Temporary Agency Worker Directive

Temporary Agency Work Directive (2008/104/EC) The rights of temporary agency workers continue to be contentious issue in Ireland.

The Directive proposed in 2002 failed to pass the second stage on the 12th March 2008. It was not until October 2008 that it was adopted. Under EU law Member States must transpose the Directive within three years of its entry into force; therefore Ireland had until the 5th December 2011 to implement the provisions.

Essentially, the Directive sets out to create equal treatmen between permanent and temporary staff. Under the Directive Article 5 provides that ‘the basic working and employment conditions of temporary agency workers shall be, for the duration of their assignment at a user undertaking, at least those that would apply if they had been recruited directly by the undertaking.”

This would include:

  • Pay
  • Working time
  • Overtime
  • Rest breaks
  • Night work Holidays and public holidays
  • Pay-related benefits
  • Bonuses Sick pay Pension contributions
  • Concerns

All Directives must be passed by the Oireachtas and while the Directive is effective as of the 5th December 2011 it has not passed into Irish law, therefore the temporary agency worker has no recourse if their employer fails to comply with the Directive.

It would appear that they would have to pursue an action through the civil courts.

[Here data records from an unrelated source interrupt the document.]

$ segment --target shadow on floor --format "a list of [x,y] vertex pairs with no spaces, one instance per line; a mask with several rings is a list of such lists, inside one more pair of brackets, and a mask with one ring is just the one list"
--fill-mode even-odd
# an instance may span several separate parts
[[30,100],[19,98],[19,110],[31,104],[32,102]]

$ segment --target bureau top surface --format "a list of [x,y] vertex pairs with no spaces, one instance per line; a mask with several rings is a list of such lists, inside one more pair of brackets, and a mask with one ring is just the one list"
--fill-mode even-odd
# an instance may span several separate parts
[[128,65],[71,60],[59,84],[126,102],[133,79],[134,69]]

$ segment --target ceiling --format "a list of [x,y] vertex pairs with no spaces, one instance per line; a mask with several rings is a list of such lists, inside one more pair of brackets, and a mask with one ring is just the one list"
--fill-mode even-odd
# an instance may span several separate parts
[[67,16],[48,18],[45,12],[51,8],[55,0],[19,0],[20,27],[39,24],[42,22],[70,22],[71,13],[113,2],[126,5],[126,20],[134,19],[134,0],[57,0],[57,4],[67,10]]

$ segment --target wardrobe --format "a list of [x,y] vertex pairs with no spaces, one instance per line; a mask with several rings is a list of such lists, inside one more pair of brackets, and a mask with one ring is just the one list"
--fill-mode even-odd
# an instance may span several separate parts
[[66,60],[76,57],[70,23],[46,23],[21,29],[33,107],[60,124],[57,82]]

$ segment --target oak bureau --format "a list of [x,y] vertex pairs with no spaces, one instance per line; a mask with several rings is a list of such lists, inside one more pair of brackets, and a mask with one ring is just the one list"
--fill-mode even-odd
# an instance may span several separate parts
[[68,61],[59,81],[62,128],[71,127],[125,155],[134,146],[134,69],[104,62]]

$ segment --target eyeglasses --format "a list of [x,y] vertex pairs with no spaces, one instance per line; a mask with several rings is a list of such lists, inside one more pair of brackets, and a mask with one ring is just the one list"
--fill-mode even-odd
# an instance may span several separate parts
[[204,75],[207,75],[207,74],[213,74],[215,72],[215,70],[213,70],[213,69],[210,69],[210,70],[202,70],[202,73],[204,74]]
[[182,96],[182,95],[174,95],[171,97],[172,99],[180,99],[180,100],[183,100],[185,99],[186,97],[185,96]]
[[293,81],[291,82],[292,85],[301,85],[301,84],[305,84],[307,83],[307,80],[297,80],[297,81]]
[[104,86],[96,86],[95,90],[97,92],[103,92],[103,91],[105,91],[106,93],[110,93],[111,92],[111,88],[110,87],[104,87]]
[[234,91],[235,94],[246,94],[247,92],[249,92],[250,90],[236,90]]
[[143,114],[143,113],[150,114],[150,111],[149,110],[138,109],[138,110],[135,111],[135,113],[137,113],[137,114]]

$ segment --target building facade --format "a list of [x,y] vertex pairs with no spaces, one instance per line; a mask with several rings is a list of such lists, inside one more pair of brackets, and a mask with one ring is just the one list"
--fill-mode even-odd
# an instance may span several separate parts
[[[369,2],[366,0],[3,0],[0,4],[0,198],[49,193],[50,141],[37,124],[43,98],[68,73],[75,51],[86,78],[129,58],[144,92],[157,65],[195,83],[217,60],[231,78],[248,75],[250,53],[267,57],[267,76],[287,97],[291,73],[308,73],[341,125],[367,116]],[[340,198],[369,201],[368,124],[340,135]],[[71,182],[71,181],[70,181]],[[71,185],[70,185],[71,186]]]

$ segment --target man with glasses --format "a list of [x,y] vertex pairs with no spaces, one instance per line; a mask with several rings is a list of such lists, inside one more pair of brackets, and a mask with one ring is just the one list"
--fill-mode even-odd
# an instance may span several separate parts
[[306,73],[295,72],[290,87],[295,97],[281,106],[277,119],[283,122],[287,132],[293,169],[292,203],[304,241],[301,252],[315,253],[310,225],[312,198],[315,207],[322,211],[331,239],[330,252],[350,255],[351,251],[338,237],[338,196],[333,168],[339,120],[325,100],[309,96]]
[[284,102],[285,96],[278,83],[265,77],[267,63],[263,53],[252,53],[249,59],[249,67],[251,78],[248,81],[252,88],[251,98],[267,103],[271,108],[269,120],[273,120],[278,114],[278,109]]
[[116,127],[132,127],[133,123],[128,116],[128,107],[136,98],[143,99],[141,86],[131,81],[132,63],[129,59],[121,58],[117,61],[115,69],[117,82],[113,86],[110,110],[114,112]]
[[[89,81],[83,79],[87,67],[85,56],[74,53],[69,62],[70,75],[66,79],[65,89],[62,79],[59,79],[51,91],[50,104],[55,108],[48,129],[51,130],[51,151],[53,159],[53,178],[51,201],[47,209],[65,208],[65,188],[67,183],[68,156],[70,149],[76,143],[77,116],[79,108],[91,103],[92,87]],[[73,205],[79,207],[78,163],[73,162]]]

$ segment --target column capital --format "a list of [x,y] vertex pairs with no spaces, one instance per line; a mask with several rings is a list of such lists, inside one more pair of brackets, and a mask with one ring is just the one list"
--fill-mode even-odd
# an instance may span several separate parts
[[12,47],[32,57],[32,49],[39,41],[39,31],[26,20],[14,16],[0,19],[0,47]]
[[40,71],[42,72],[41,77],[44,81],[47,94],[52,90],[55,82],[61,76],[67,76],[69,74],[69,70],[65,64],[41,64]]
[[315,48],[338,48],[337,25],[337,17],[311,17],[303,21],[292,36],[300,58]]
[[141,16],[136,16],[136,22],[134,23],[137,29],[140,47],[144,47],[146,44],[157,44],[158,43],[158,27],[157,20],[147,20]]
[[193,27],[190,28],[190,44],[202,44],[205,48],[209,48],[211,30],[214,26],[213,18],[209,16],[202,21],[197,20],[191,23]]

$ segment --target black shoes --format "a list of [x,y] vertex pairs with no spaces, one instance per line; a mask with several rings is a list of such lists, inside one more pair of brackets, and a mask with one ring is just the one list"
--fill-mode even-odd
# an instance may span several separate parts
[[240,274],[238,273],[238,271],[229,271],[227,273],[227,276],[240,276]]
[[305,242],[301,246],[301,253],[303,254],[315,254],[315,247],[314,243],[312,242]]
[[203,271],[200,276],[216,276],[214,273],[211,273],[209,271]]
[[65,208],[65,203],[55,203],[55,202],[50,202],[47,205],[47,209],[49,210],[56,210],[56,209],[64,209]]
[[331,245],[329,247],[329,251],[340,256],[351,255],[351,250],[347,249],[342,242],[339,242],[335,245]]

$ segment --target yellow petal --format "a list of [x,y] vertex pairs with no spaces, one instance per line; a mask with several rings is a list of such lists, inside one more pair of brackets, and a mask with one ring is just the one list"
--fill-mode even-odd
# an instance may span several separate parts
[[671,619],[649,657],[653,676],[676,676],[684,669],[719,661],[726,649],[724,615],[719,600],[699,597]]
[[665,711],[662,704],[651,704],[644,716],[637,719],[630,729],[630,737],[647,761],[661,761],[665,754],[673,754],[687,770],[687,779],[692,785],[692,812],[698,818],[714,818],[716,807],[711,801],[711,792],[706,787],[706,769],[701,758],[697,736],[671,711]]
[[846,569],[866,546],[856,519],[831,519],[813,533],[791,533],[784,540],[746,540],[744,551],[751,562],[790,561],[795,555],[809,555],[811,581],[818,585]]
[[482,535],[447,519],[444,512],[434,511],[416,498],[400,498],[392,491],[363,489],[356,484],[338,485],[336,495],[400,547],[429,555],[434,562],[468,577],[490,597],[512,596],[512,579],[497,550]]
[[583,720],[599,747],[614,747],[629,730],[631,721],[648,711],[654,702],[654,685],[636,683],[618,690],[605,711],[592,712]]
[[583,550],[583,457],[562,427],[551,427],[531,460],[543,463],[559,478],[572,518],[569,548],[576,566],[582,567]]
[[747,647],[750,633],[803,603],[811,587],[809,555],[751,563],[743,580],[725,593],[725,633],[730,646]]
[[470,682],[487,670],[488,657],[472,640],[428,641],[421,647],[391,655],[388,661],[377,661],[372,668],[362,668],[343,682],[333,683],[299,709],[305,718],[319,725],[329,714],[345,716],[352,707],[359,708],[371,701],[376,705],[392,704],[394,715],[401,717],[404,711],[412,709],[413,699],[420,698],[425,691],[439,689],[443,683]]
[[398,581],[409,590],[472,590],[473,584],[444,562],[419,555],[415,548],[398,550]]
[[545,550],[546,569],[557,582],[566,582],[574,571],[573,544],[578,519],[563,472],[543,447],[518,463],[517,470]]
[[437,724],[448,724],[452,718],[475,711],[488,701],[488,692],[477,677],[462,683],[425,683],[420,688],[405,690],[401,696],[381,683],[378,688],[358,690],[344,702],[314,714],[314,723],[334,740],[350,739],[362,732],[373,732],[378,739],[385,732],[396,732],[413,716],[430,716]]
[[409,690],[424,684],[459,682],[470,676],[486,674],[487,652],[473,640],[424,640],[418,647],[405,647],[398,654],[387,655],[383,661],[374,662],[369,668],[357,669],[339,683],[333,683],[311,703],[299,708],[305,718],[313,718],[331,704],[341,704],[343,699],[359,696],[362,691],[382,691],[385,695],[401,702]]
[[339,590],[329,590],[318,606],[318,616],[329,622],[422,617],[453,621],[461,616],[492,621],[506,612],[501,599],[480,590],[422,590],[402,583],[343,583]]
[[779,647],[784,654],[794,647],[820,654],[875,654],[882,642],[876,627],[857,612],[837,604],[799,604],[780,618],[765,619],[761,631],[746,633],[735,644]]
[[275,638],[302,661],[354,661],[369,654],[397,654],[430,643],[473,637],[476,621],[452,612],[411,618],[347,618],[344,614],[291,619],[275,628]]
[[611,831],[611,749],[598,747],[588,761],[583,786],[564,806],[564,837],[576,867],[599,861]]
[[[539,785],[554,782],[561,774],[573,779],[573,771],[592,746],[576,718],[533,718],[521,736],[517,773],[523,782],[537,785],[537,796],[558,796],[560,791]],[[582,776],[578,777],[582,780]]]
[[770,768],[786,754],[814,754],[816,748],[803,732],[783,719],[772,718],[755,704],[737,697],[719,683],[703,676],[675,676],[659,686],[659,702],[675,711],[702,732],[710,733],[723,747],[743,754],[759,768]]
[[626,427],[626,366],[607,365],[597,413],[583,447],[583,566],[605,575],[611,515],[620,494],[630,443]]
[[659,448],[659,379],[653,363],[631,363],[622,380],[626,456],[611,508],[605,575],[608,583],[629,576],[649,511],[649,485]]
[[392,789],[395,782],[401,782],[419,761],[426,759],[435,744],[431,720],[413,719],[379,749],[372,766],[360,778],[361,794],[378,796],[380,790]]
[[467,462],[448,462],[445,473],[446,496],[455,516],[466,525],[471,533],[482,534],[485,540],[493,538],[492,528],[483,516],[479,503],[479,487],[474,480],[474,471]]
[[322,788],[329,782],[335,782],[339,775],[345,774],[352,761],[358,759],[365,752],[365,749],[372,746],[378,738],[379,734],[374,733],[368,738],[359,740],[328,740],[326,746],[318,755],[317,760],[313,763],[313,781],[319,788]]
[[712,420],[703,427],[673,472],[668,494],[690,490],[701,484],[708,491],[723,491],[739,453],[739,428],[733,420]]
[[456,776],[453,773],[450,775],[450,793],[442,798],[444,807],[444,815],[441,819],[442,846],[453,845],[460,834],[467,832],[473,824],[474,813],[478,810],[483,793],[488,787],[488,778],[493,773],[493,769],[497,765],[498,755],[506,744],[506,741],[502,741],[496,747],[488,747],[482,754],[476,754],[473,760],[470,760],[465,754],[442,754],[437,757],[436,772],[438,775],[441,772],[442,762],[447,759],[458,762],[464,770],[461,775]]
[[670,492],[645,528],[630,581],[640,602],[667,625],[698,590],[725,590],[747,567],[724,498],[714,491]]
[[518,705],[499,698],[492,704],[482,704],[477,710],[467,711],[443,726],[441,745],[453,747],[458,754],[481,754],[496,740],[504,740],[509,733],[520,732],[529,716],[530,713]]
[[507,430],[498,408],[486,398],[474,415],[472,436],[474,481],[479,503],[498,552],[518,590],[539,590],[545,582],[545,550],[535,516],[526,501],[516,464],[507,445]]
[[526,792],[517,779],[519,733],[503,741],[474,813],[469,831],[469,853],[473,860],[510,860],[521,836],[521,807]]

This means that they would not be able to make an application to the Labour Relations Commission, the Employment Appeal Tribunal or the Employment Equality Tribunal. A further difficulty arises if differences in treatment of temporary agency worker can be justified by objective reasons. There is also the fact that there is no qualifying period in the Directive for the principle of equal treatment to apply.

The default position is that these rights will apply from ‘the 5th of December to temporary assignment. Further concerns arise regarding the issue of equal treatment; this means that treatment including benefits must be equal across the board which is based on an existing comparable worker.

This could be problematic as agency workers are often engaged on an ad-hoc contingency basis where there are no comparable workers to compare like for like work. Pay’ is not defined in the Directive. Therefore, it may be argued that a default position is applied that temporary agency workers will be entitled to the same rights as permanent employees to all pay rates.

Other conditions

Temporary agency workers must be informed of any permanent employment opportunities; and they must be given equal access to amenities or collective facilities such as; Access to canteen; Use of common transport; Child care arrangement; Vocational/education/or skills training. Furthermore under the Unfair Dismissals Acts 1997-2007, the employer is deemed to be the person for whom the worker actually works (the end user organisation). Compliance with health and safety requirements is also the responsibility of the organisation for which the agency worker is actually working.

Current protection

The Directive contains several parallels with:

  • Terms of Employment (Information) Acts 1994-2001
  • Payment of Wages Act, 1991
  • Organisation of Working Time Act, 1997
  • Maternity Protection Acts, 1994-2004
  • Adoptive Leave Acts, 1995-2005
  • Carer‟s Leave Act 2001
  • Protection of Young Persons (Employment) Act, 1996
  • National Minimum Wage Act, 2000
  • Parental Leave Acts, 1998-2006
  • Employment Equality Acts, 1998-2008
  • Protection of Workers (Part-Time Work) Act, 2001
  • Redundancy Payments Acts 1967-2007
  • EC (Protection of Employees on Transfer of Undertakings) Regulations, 2003Registered Employment Agreements for Construction and Electrical sectors Determinations of the Labour Court under section 6 of Industrial Relations (Amendment) Act 2001.